Why can't we somehow represent it's negation in LTL and go from there? I think maybe because it has (effectively) two existential quantifiers, so negating it does not work. But how do I prove it?
There is a delicate point here, about the semantics of LTL vs CTL.
Given a formula $\psi$ in LTL, we say that it holds in a structure $K$ if every path in $K$ satisfies $\psi$.
In CTL, however, the path quantifiers are built in to the formula.
To make this more precise, you can think of LTL as the fragment of CTL* of the form $A\psi$, where $\psi$ doesn't contain any path quantifiers (i.e., it's in LTL).
Now, you suggest negating your formula, so you obtain $AG\neg p$. This formula is not an LTL formula, due to the quantifier $A$. But it does have an LTL equivalent, namely $G\neg p$.
However, if you try to negate back to CTL, the negation of the LTL formula is now $Fp$, but the semantic of LTL means that it is interpreted as $AFp$, whereas you wanted $EFp$.
To sum up, you just cannot express the path quantifier $E$ in LTL.

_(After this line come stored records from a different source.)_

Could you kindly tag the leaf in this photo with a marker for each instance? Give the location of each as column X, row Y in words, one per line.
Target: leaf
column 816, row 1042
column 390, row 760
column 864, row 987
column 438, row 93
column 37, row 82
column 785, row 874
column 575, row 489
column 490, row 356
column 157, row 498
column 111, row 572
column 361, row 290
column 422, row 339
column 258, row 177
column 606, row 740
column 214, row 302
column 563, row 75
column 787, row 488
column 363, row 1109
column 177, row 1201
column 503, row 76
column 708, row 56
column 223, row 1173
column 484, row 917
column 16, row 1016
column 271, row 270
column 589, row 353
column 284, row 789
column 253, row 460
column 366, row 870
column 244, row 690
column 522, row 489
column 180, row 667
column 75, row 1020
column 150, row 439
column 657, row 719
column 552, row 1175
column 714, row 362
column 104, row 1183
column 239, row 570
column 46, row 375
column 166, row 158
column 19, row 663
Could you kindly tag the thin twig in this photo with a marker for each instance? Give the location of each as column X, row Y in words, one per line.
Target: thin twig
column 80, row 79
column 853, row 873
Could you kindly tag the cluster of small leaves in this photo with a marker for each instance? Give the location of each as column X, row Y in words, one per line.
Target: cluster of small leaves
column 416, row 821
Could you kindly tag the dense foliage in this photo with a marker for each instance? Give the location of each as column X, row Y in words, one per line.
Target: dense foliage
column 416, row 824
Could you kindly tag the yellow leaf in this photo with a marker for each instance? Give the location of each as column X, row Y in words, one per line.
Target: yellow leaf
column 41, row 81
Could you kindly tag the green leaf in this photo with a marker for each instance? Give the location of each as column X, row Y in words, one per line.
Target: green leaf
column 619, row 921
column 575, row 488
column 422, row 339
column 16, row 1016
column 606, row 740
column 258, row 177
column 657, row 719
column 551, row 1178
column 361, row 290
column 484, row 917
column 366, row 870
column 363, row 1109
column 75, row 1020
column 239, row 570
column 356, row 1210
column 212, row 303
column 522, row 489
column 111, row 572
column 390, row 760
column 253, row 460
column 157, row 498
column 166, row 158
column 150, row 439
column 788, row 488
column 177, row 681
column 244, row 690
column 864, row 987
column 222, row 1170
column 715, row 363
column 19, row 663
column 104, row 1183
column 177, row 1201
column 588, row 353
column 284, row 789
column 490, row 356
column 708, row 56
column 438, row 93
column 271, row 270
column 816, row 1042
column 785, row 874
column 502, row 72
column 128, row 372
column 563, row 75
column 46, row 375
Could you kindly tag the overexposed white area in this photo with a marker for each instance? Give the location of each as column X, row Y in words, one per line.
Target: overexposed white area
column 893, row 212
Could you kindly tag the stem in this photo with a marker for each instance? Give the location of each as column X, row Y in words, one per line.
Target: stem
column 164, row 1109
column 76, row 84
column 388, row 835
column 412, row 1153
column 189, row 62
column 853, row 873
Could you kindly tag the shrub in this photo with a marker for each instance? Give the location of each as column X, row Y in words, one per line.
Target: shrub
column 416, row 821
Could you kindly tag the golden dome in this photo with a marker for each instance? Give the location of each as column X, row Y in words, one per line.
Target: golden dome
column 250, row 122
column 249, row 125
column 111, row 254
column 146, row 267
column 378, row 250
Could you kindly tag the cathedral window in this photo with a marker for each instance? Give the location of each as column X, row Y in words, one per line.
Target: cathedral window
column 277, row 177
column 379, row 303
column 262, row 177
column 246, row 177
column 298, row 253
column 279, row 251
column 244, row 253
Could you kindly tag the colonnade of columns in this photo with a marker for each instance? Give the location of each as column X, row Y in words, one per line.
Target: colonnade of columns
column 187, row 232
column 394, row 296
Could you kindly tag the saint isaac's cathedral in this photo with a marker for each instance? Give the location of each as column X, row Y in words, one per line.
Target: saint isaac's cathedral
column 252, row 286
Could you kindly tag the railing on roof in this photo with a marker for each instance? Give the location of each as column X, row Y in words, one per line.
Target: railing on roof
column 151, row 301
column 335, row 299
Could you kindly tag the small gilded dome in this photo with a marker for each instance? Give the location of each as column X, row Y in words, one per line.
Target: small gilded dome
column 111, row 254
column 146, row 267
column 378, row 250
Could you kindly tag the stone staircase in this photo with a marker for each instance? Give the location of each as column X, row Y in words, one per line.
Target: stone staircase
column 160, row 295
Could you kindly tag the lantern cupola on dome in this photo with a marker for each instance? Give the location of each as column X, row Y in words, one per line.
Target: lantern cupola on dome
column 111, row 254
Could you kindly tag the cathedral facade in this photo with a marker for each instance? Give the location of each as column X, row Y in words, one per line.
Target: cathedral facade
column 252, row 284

To prove that the formula $EFp$ does not have an LTL equivalent, consider (towards a contradiction) some equivalent LTL formula $\psi$, and take a structure that has two "branches" -- one with $p$ and one without (e.g., two states with self loops). Since this structure satisfies the $EFp$, then it also satisfies $\psi$, meaning that every computation in it satisfies $\psi$. But now, if you remove one of the branches (the one with $p$), then $\psi$ is still satisfied (since you only removed computations). However, $EFp$ is not satisfies, so $\psi$ is not its equivalent.